Meng e seus colegas descobriram os fósseis em um afloramento de rocha no noroeste da China chamado Bacia de Junggar. Cerca de 17 milhões de anos atrás, essa área era uma extensão de savanas e florestas que abrigavam uma variedade de grandes mamíferos, como os amebelodontes, rinocerontes de chifres curtos e cães ursos corpulentos.

Enquanto explorava este leito de ossos em 1996, Meng tropeçou em um pedaço de crânio. Ele poderia dizer que era uma caixa craniana de mamífero, mas o topo estava achatado como uma prensa de ferro. Sem mais nada do esqueleto do animal, Meng e seus colegas se referiram a ele como a “fera estranha”.

Nos últimos anos, mais material fossilizado - como dentes e fragmentos de mandíbula - começaram a surgir na Bacia de Junggar, ajudando a identificar a fera. De acordo com Meng, tanto os dentes da criatura quanto a estrutura do ouvido interno lembravam as girafas modernas. Eles determinaram que o Discokeryx foi um dos primeiros Giraffidae, um grupo ancestral de mamíferos ungulados que deram origem às girafas. O Discokeryx provavelmente se assemelhava a um ocapi, um primo da floresta das girafas modernas.

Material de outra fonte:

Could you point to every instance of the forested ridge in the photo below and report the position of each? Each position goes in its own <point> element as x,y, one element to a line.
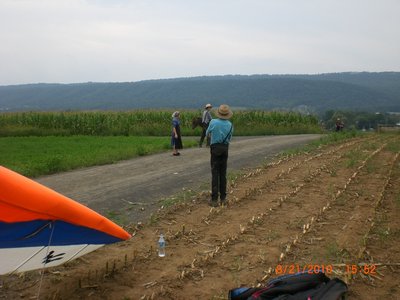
<point>313,93</point>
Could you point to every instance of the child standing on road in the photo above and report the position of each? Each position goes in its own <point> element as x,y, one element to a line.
<point>176,139</point>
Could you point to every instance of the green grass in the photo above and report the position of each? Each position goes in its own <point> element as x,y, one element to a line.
<point>35,156</point>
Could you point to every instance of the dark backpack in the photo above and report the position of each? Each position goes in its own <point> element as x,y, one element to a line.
<point>300,286</point>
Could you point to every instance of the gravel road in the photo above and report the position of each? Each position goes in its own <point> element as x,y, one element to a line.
<point>132,189</point>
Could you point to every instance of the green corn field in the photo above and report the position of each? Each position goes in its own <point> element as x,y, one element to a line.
<point>148,123</point>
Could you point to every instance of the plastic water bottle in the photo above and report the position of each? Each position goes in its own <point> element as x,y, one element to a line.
<point>161,246</point>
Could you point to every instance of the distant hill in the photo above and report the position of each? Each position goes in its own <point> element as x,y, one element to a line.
<point>316,93</point>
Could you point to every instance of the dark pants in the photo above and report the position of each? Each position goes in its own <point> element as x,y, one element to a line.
<point>219,162</point>
<point>203,135</point>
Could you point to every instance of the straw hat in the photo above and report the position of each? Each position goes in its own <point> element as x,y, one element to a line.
<point>175,114</point>
<point>224,112</point>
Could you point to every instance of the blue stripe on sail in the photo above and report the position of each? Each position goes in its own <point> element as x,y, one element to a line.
<point>38,232</point>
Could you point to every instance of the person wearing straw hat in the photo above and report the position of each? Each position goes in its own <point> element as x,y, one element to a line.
<point>221,131</point>
<point>205,121</point>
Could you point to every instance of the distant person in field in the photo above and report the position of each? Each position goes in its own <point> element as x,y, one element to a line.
<point>221,131</point>
<point>339,125</point>
<point>176,139</point>
<point>205,121</point>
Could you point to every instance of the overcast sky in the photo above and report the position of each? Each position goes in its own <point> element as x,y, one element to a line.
<point>69,41</point>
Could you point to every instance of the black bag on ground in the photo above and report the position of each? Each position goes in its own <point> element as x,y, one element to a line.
<point>300,286</point>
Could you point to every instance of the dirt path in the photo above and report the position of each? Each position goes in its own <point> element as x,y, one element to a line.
<point>130,190</point>
<point>335,208</point>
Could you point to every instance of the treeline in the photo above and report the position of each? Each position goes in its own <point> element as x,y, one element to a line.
<point>148,123</point>
<point>360,120</point>
<point>313,93</point>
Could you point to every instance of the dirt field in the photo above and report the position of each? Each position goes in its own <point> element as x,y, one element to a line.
<point>336,208</point>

Seu pescoço era longo, mas nada parecido com o de uma girafa moderna, e os pesquisadores ainda precisam identificar como as características anatômicas do animal se conectam com suas contrapartes hoje. Ainda assim, o Discokeryx se distinguiu por seu crânio bizarro. De acordo com Shi-Qi Wang, paleontólogo da Academia Chinesa de Ciências e outro autor do estudo, o osso em forma de pires que cobre a cabeça do animal provavelmente estava revestido de queratina. À medida que a queratina crescia, camadas mais velhas eram empurradas para fora, formando uma cúpula espessa. Isso fez com que o Discokeryx parecesse estar usando um capacete de bicicleta mal ajustado.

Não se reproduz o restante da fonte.